Bram, di sisi lain, menoleh ke arah Rere. Tatapannya tidak marah, tapi cukup tajam untuk membuat Rere langsung mengerutkan dahi. Kemudian Bram menoleh ke arah Rama. Mata mereka bertaut singkat.
Ada sorot diam yang berbicara. Sesuatu yang hanya laki-laki bisa tangkap. Sejenak, d**a Bram memanas. Tapi ia berhasil menenangkan dirinya, menutupinya dengan sikap tenangnya. Dia sudah menikahi Kalinda. Dia sudah memegang tangan wali istrinya di depan saksi dan Tuhan.
Dan saat itulah Bram tersenyum tipis. Dia adalah pemenangnya. Yang benar-benar memiliki Kalina seutuhnya.
“Tenang saja,” ucap Bram, nadanya tetap ringan. “Saya tidak pernah menganggap Kalinda ‘sold out’. Karena Istri saya bukan barang yang dijual atau diperebutkan.”
Ia menoleh ke arah Kalinda yang tengah melipat jari tangannya gugup.
“Dia adalah anugerah… yang saya syukuri tiap hari,” lanjutnya, menatap dalam. “Dan kalau pun ada yang merasa kehilangan, mungkin belum waktunya memiliki.”
Rama hanya diam, lalu tertawa hambar. “Jangan didengerin, Mas. Rere emang suka asal kalau ngomong.”
“Heh!” Rere menyikut lengan Rama sebal.
Tawa kecil pun akhirnya kembali terdengar. Ketegangan mencair. Faris mencomot kripik, Intan sibuk memotret aquarium besar dari sudut ruangan, dan Kalinda diam-diam menatap Bram, menahan debar yang melesat seperti roket.
Tiba-tiba, ponsel Bram yang ada di saku celananya bergetar. Bram mengecek layarnya dan mendapati panggilan dari pihak kampus. Dahi Bram sedikit mengernyit.
“Maaf, saya izin angkat sebentar ya.” Bram berdiri dan menoleh ke arah Kalinda. “Dek…”
Kalinda yang hendak berdiri mengantar, terhenti saat suaminya mendekat. Dalam sekejap, Bram membungkuk, memberi kecupan singkat—namun jelas—di bibirnya.
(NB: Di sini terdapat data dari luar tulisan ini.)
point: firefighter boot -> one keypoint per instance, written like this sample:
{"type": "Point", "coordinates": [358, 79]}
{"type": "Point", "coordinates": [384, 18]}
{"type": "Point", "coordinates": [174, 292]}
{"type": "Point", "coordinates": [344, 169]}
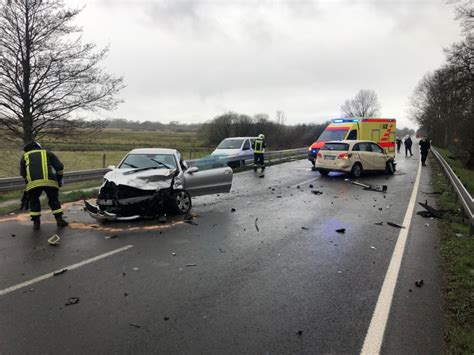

Sekilas, ringan, tapi cukup membuat napas Kalinda tercekat.
Rere dan Intan spontan mengangkat bahu, berseru bersamaan, “CIYEEEH!”
“Langsung depan umum dong, Mas!” celetuk Rere, menahan geli.
Bram hanya tertawa sambil berjalan mundur ke arah halaman depan. “Biar pada percaya kalau saya ini suaminya Kalinda." Bram beralih ke Kalinda, "Dek, mas angkat telpon dulu ya?”
Kalinda menutup wajahnya dengan kedua telapak tangan. Wajahnya merah padam seperti udang rebus. Sedangkan Rama… hanya diam menunduk, menggenggam gelasnya lebih erat.
Intan berbisik pada Rere. “Gila sih, mas Bram… adem tapi kena banget.”
“Fix… Kalinda tuh menang banyak,” balas Rere, masih heboh sendiri.
"Terus di panggil dek lagi. 'Adek gak tuh'. Meleyot aku"
Sementara itu, dari balik kaca depan, Bram menjawab panggilan sambil memandang sesekali ke dalam. Di balik tangis dan insiden mendadak itu… dia tak menyesal menikahi Kalinda.
Sedangkan Kalinda masih membeku di sofa. Hatinya bergetar. Debarnya belum juga reda. Entah karena ciuman kedua di depan umum... atau karena tatapan suaminya yang seolah berkata: “Kamu milikku sekarang, sepenuhnya.”